KLA officials, for example, complain that the United Nations got off on the wrong foot by demanding that jobs at city halls, utilities and state-owned media be apportioned equally among Serbs and ethnic Albanians. The intent was to demonstrate even-handedness and to help persuade Kosovo Serbs to stay here. But the plan angered ethnic Albanians, who expected that jobs would be divided according to their proportion of the overall population – now hovering at 95 percent.
"It means a new slavery," said Ram Buje, a KLA political official now employed in Thaqi's office, of the proposed 50-50 split. When asked about the split last Friday, de Mello indicated he was unaware of it and called it inappropriate. By Sunday, U.N. officials agreed that 330 ethnic Albanians will eventually work alongside just 60 Serbs at the city hall in Pristina, a likely model for other towns. But the city hall was closed Tuesday after the most prominent Serb there was badly beaten by an ethnic Albanian mob, which claimed he had committed atrocities during the war.
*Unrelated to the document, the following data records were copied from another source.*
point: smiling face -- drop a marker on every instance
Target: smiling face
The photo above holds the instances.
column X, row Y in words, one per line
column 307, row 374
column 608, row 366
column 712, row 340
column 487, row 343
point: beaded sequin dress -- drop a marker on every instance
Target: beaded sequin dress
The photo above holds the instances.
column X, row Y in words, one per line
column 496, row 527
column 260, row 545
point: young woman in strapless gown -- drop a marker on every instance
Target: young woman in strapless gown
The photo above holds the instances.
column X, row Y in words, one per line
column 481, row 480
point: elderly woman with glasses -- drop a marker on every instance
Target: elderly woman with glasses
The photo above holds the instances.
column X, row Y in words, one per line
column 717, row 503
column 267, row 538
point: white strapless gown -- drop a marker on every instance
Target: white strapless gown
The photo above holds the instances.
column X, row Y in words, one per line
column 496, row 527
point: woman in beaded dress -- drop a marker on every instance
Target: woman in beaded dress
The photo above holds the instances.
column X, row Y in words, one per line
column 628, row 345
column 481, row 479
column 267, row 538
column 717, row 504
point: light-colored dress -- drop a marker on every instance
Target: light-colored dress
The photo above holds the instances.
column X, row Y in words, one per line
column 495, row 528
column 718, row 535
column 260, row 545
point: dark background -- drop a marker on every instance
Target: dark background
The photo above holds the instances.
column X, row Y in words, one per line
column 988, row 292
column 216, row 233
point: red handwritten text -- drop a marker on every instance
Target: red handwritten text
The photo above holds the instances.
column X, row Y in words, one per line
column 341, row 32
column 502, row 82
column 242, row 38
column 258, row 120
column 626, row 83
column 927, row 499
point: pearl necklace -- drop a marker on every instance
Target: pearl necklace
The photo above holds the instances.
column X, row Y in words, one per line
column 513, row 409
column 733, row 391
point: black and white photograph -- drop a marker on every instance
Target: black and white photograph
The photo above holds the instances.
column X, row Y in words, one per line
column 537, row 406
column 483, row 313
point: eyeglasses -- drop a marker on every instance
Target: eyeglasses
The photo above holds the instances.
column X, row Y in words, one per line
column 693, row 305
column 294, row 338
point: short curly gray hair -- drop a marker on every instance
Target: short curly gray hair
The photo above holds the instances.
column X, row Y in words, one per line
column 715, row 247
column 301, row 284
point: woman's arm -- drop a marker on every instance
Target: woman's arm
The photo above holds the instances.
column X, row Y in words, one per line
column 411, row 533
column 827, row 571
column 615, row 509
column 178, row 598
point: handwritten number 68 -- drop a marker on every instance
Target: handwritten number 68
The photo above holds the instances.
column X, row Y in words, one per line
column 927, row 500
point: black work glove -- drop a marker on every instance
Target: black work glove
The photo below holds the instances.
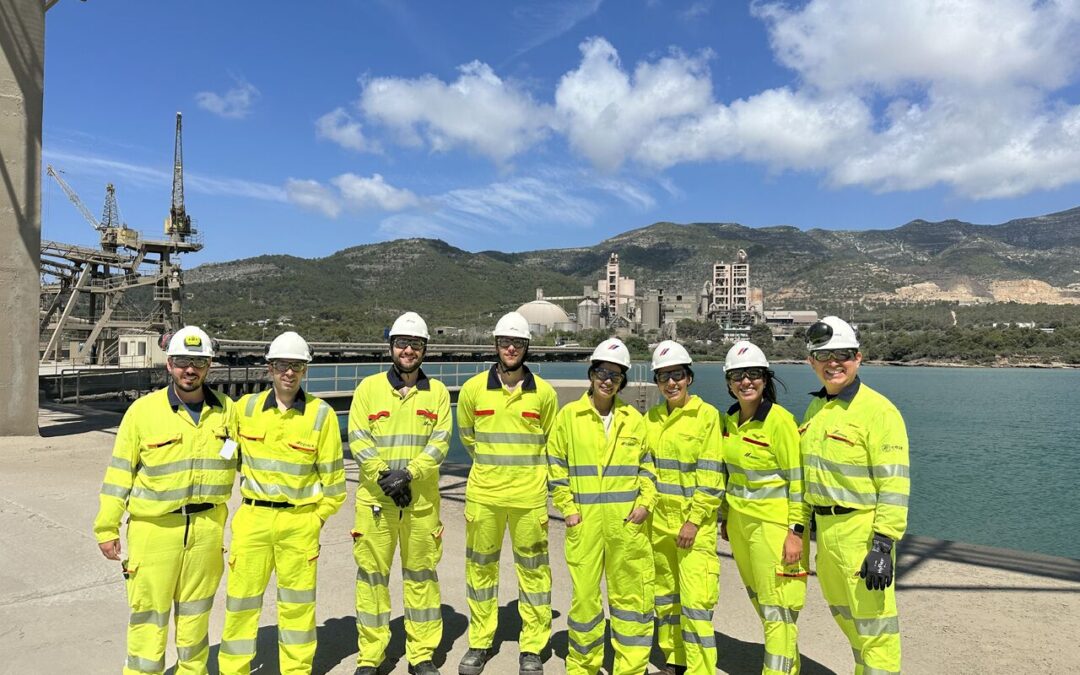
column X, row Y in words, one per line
column 404, row 498
column 877, row 565
column 393, row 481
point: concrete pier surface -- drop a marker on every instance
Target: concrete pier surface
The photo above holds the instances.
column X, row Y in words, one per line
column 962, row 608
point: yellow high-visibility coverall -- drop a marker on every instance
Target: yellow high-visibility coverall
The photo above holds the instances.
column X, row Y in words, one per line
column 603, row 477
column 163, row 462
column 388, row 431
column 505, row 433
column 286, row 458
column 854, row 455
column 764, row 497
column 688, row 456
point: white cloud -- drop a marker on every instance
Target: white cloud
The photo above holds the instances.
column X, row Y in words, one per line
column 313, row 196
column 234, row 104
column 338, row 126
column 477, row 111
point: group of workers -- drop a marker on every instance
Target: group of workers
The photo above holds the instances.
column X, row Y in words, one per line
column 643, row 497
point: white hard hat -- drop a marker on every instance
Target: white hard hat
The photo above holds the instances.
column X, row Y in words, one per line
column 670, row 353
column 409, row 324
column 744, row 354
column 611, row 350
column 288, row 346
column 190, row 341
column 512, row 325
column 831, row 333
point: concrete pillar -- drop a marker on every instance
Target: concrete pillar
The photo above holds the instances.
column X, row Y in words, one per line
column 22, row 81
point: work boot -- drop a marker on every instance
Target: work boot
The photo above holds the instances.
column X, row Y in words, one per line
column 529, row 663
column 473, row 662
column 424, row 667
The ethnic Albanian leadership has not been the only source of friction for the U.N. mission. A U.N.-appointed consultative council was to have been established Tuesday, which would have the power to confirm the selection of mayors for each of Kosovo's 29 municipalities. It was supposed to have two representatives from longstanding ethnic Albanian political parties, one from the KLA, two independent ethnic Albanians, two Serbs, a Turk and a Muslim. The Belgrade government's local representative was not invited, de Mello said, "because the others won't come if he is there."
But some KLA officials last week created a new party that will not be represented, and the two Serbs picked by de Mello – Serbian Orthodox Church Bishop Artemije Radosavljevic and Serbian Resistance Movement leader Momcilo Trajkovic – announced last weekend they would boycott the commission on grounds that Serbs and Serbian interests are not being adequately protected. As a result, the council has yet to get off the ground.
De Mello acknowledged that it remains to be seen how the council will be replicated "at the district or . . . municipal level, where democratic institutions will truly be tested." Buje, the Thaqi aide, has in the meantime stepped into the vacuum by appointing mayors for 25 municipalities – all but the four in which Serbs compose a majority of the local population.
"We are the people who know all the business," Buje said, but the government "is a mosaic. We know this is an international protectorate, but it's all mixed."